What she said was the CT scan showed a couple of small spots in my liver, but we were not going to worry about them because the chemotherapy drugs will attack all of the cancer in my bones, lungs and those little specks in my liver.

And the pathology report indicates it is the original breast cancer in my lung and bones, which is better than having a new lung cancer. We may be able to treat those nasty cancer cells with a couple of oral medications for a time. The decision will be based on the final determination of the hormone receptors, which are proteins that tell the cancer to grow. The oral medications would work for a time depending on those receptors. Frankly, it is time to tell those receptors to shut the you know what up. Estrogen: no talking to the cells, please.

If the receptors don’t match whatever needs to be matched, I would then be started on some big gun chemotherapy on Tuesday. Yippee!!! My sense is that I will eventually get to the point where the big guns are needed, but hoping it’s a long time from now

I will also have monthly IV treatments to strengthen my bones as the cancer in them has zapped them.That means  I’m not supposed to fall because it would complicate my situation. So please no tripping me. And no banana peels on the floor. During the winter I’m supposed to be dropped off and picked up by the door so I don’t trip on snow and ice.
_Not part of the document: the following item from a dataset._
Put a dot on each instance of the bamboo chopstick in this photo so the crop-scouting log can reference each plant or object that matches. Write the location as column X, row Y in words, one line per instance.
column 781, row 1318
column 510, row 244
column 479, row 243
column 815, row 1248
Monday I get a port put in surgically to make it easier to give these various treatments and draw blood. If you looked at my bruised left arm you would know I need that port.

And Tuesday is the brain MRI to see if cancer is there. The way I look at it, my head has already been empty and I’d like to keep it that way. If there is cancer there, the chemotherapy will not reach it so we would have to use other measures that are best not considered unless we need to. I prefer to consider myself empty headed.

All in all, the MRI and chemotherapy seem a great way to spend this Election Day. Please vote if you haven’t. An election is a terrible thing to lose this year.

P.S. I already voted.

 

 

9 Responses to "Anxiety & Me"

Rooting for you over here on South 7th.

OK Buddy!

You are a strong model for all of us. And get rid of ALL rugs! If they aren’t nailed to the floor, you can trip or slide and fall. I did this while hurrying to get to my cell phone, which was in another room. This was six months post-hip replacement and falling was a really bad idea. It’s a year later and the rugs are still rolled up in the garage.

Sue, I am in your corner rooting for you.
Love, Eileen Kent

If there’s anyone who can take it on and beat it to smithereens, it’s you, girl. Bask in and take strength from the white light “radiating” you from all of us!

Susan: You’re a magnificent person and magnificent writer and I am praying and hoping and crossing my fingers and everything else! And yes, you are funny. Anyone who keeps their humor at a time like this deserves an Academy Award but I also hope down deep some of the humor is what you feel. Think of your Halloween cutie pies and that should cheer you! Hugs

Good to have this news, Sue. And it sounds hopeful indeed. Love the humor, have always loved your humor. Loved your parents’ humor, too, of course. I could be a cheerleader representing the geriatric crowd and the inland northwest crowd in your far-flung, vastm diverse,and loving audience. Hang in there–and yes, GO FIGHT WIN!! Xo

Scary nightmare, but not as scary as what you are going thru. Amazing to have such a wonderful sense of humor to help you get through.

You’re providing a wonderful service for others, Sue, by having the courage to write about these issues with honesty and humor. We’re all pulling for you every inch of the way!